Before the experiment began, all the mice adapted to the standard diet for one week. Then, they embarked on a 10-week "food challenge." During this period, the mice in the ND and HFD groups were given different dietary treatments. After 10 weeks, each group was further subdivided into six subgroups to receive various types of interventions:
- ND Control Group (N-Ctl): Continued on the standard diet.
- ND Whole Milk Group (N-Mlk): Received additional whole milk daily.
- ND Milk Fat Group (N-Fat): Only consumed the fat portion of the milk.
- HFD Control Group (H-Ctl): Continued on the high-fat diet.
- HFD Whole Milk Group (H-Mlk): Received whole milk in addition to the high-fat diet.
- HFD Milk Fat Group (H-Fat): Received only milk fat in addition to the high-fat diet.
Figure 1: Experimental process
The intervention lasted for 7 weeks, during which the researchers closely monitored the mice’s weight changes, serum lipid levels (such as LDL-C and HDL-C), fat tissue weight, gut microbiome composition, and metabolites in their feces.
Whole Milk Wins by a Small Margin!
After a series of meticulous observations and analyses, the research team arrived at several surprising conclusions:
1. No Significant Weight Gain:
Whether on the ND or HFD, long-term consumption of whole milk or milk fat did not result in significant weight gain in the mice. This suggests that drinking whole milk won't turn you into a "milk fattened" person!
Figure 2: The intake of dairy fat and whole milk did not increase the body weight of mice in the ND or HFD groups, but significantly increased the HDL-C level
2. Healthier Blood Lipids:
The researchers found that milk fat significantly reduced triglyceride levels in the ND mice, meaning their blood became "clearer." Whey protein not only reduced triglycerides in the ND mice but also helped reduce these harmful substances in the HFD mice. Additionally, both milk fat and whole milk increased the levels of beneficial HDL-C in the mice, thereby lowering their risk of atherosclerotic cardiovascular diseases.

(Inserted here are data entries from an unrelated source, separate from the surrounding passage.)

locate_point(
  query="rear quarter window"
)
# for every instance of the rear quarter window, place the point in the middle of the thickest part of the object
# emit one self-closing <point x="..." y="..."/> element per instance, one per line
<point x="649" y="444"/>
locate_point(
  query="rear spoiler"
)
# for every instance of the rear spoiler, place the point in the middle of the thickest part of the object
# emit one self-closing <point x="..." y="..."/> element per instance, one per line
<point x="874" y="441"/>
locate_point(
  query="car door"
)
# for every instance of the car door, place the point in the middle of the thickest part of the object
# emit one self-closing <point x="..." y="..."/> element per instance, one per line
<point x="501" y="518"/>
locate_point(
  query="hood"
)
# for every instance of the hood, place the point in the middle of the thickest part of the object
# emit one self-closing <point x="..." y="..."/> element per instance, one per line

3. Improved Gut Microbiome:
Long-term consumption of milk fat increased the diversity of gut microbiota in the ND mice, particularly the strains that help regulate blood lipids, such as Blautia, Akkermansia, and Bacteroides, which showed a significant increase.

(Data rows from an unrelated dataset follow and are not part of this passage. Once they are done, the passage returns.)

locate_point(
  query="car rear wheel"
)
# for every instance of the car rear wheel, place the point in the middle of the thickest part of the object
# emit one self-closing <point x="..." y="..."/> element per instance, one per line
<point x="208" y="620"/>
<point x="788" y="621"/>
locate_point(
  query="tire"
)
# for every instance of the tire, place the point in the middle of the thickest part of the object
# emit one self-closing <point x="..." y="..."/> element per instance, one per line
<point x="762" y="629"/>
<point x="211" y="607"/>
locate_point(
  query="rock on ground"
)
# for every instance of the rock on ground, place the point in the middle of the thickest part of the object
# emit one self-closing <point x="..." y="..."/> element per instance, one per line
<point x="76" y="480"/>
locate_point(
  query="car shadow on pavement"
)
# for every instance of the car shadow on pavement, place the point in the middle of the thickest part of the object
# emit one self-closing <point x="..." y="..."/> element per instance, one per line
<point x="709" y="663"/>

Figure 3: Effects of long-term dairy fat and whole milk intake on the composition of the gut microbiota in ND and HFD mice
4. Changes in Metabolic Products:
Through untargeted metabolomics analysis, the researchers identified multiple metabolic products influenced by milk fat, which are involved in pathways such as taurine and low taurine metabolism, as well as steroid hormone biosynthesis. This indicates that milk fat not only affected the gut microbiome but also altered several metabolic pathways in the body.

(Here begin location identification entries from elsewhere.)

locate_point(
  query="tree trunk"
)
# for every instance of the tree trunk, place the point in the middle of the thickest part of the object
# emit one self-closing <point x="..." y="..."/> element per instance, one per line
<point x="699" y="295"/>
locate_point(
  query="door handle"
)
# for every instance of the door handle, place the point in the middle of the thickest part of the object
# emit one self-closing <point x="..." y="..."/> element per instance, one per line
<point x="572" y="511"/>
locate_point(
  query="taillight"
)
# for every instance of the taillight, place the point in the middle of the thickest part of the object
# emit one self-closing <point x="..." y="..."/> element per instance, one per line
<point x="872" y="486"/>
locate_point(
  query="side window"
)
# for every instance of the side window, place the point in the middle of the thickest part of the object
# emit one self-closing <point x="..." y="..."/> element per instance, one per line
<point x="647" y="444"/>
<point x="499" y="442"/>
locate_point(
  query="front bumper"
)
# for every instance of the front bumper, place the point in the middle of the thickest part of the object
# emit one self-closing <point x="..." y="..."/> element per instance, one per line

Figure 4: Different intestinal metabolites and lipid levels in ND and HFD mice after whole milk and milk fat intervention
Summary
To sum up, this research suggests that drinking whole milk or consuming milk fat over the long term doesn’t significantly raise the serum lipid levels in the body. In fact, it may contribute to improving the gut microbiome, boosting the growth of beneficial bacteria, and helping to maintain a healthy balance of blood lipids by influencing certain metabolic pathways. This challenges our previous views on saturated fats and delivers good news for those who enjoy whole milk—allowing them to savor it without worrying too much about health risks.
However, this doesn’t mean we should binge on cheese or indulge in creamy coffee without limits. Moderation is still key, and a well-rounded diet is essential to maintaining healthy lifestyle habits. Moreover, the study highlights that when evaluating the effects of food on our health, we should not focus solely on individual ingredients. It’s important to consider the whole ecosystem, including the trillions of bacteria in our gut—the gut microbiome. Future studies may uncover more insights into how dairy and other foods interact, helping to develop more balanced and evidence-based dietary guidelines.